After making landfall, Typhoon Mamie dropped 420 mm of rain in Liaoning, where the storm flooded 300000 ha of farmland. Due to a combination of Mamie and previous flooding, 19 rivers overflowed. The typhoon forced 1,000 factories to temporarily close, and toppled about 6.5 million trees. Over 8,000 dwellings were flooded. More than 3,000 residents were evacuated in the Jilin province. At least 36,400 villagers necessitated rescue. Nearly 1 million individuals were directly affected by the typhoon.

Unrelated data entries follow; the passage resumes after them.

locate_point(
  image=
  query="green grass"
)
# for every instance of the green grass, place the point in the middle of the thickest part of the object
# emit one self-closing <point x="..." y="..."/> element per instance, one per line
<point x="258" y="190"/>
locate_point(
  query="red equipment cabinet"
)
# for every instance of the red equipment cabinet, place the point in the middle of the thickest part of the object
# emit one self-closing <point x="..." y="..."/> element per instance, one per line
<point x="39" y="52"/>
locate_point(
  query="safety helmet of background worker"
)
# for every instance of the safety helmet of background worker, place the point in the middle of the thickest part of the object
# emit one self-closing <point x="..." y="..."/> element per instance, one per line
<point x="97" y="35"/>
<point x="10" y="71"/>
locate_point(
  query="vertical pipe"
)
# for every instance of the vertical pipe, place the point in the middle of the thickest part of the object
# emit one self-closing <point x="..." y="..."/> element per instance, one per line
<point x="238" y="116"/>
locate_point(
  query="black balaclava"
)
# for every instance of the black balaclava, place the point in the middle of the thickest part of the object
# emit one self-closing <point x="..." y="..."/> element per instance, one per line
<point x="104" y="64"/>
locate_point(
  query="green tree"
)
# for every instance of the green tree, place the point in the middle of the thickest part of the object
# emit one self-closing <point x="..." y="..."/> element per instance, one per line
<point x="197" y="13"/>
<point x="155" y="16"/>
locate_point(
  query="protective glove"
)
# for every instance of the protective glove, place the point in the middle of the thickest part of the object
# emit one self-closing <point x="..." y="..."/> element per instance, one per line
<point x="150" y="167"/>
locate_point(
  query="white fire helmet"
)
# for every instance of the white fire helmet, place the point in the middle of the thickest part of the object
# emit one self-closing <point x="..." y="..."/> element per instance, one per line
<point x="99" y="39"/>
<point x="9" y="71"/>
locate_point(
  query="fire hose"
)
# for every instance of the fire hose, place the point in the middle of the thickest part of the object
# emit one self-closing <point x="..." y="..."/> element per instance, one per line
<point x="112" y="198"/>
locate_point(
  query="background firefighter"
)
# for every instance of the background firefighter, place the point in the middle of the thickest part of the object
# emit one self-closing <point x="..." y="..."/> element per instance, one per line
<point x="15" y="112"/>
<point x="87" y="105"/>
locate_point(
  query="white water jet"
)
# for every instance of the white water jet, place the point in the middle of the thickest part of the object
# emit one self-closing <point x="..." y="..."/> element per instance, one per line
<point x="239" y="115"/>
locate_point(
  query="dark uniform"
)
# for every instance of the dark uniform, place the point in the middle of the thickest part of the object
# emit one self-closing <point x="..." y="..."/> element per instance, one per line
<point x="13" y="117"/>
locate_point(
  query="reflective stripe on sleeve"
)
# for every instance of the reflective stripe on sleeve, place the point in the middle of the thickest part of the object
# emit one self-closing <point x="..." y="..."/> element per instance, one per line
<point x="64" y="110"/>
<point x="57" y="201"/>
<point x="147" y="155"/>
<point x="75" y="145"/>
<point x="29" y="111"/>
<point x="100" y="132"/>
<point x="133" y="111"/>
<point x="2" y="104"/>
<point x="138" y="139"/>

Elsewhere, in Yantai, the typhoon killed more than 120,000 animals, damaged 120,000 homes, and sank more than 200 boats. Waves up to 8 m in height pounded the Bohai Bay shoreline, forcing more than 200 ships to be evacuated. Cables securing an oil rig were snapped. One person died while trying to fasten steel products on a ship. In all, 17 people perished and 165 were injured due to Mamie. Loses totaled $172 million.

After the passage of Typhoon Mamie, more than 800,000 civilians and 9,000 soldiers were organized in order to protect reservoirs from flooding. By August 28, 150,000 civilians and 10,000 soldiers were fighting against flooding along the Liao River on a daily basis. Additionally, local military forces were called in to assist relief workers. The government organized buses and boats to carry flood victims. Some schools were used as shelter while restaurants and hospitals sent food and medicine.